It's worth reprising the key points which Joyce made at the start of his Budget presentation. He painted a picture of a confident New Zealand which is "shaping globalisation to its advantage".
"We've embraced increased trade, new technologies, innovation, and investment ... When we hit tough times in dairy - our biggest export industry - we got on and diversified.
"We've grown our tourism industry, education and business services. We're selling more apples, wine, kiwifruit and other high-value foods.
"And we're growing an increasingly impressive tech sector, with hundreds and hundreds of competitive Kiwi companies selling their amazing technologies all over the globe."
It is certainly true that the growth of the NZ tech sector has provided a strong hedge against the impact of the global dairy price slump on the New Zealand economy. And that Joyce has been an ardent champion of the sector.
But in truth, we are still failing as a nation when it comes to ensuring higher wages, productivity and exports.
There is no realistic chance of the Government meeting its goal to lift exports to 40 per cent of GDP by 2025 from the current level of just under 30 per cent.
The lack of substantial growth in real wage rates is another failure. It is really quite disturbing that the Government is having to fund a massive increase in Working for Families tax credits and the level of the accommodation supplement simply because for many families their take-home pay packets are not sufficient to live on. That's particularly so in Auckland (but increasingly in other centres) where housing unaffordability has increased.
We are still failing as a nation when it comes to ensuring higher wages, productivity and exports.
New Zealand's productivity remains a story of stagnation, not growth.
What the Joyce vision lacks is a credible plan to achieve a real lift in productivity, wages, and exports.
One step would be to bring home to the private sector that it really needs to pay realistic wages instead of expecting the Government (and other taxpayers) to effectively continue to subsidise their low wage businesses through Working for Families.
This would be a challenge.
Businesses, families and politicians have all embraced the notion of central Government largesse to top up pay packets.

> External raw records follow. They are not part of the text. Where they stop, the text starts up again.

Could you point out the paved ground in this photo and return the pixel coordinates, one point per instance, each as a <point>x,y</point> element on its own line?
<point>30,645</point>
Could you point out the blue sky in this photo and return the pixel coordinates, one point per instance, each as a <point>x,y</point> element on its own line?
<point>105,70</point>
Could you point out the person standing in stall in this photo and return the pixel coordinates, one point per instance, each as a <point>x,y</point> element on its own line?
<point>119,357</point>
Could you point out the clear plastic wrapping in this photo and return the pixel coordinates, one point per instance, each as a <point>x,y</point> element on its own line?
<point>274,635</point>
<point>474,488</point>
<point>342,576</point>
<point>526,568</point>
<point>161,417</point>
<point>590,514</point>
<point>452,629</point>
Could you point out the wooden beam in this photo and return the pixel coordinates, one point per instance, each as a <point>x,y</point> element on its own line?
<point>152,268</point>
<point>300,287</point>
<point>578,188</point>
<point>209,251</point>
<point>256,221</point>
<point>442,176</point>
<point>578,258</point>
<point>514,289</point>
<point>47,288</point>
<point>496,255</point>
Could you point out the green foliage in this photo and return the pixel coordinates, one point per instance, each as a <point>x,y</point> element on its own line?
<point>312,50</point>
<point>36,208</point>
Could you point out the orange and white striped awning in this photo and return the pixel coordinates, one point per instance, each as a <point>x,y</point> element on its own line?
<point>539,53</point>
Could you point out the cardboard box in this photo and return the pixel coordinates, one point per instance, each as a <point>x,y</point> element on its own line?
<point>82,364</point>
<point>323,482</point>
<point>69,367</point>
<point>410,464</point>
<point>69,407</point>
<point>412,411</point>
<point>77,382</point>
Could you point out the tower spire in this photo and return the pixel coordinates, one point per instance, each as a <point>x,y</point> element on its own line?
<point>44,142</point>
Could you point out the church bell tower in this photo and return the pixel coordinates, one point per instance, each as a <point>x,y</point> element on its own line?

But if accompanied by a substantial cut to the corporate tax rate, a reduction in Working for Families (over time) should be achievable.
It will also assist our companies to stay competitive by forcing them to join the real world and lift pay rates so they become more internationally competitive. It's notable that in its 2016-2017 Budget, Malcolm Turnbull's Government announced it would progressively reduce the Australian corporate tax rate from 30 per cent to 25 per cent. Here, there is no sign that the Government intends to reduce the company rate from its current level of 28 per cent.
There was some additional funding support in the Budget through an "Innovative New Zealand" programme.
But New Zealand is still not spending enough on R&D to ensure that the Joyce vision becomes a reality.
In truth, much of the Budget was a "catchup affair" - aimed squarely at the Government's re-election prospects on September 23.
It is a mark of its relative success that both the Greens and NZ First voted for the introduction of the Budget because of the increase in the Working for Families programme and other measures to reduce poverty.
This puts Labour's Andrew Little on the back foot.
It may be too early to state that there has been a permanent shift in New Zealand's political values.
But it is notable that when it comes to what have previously been regarded as left of centre policies - like extra support for hard-up families - it is National that is acting. Not Labour.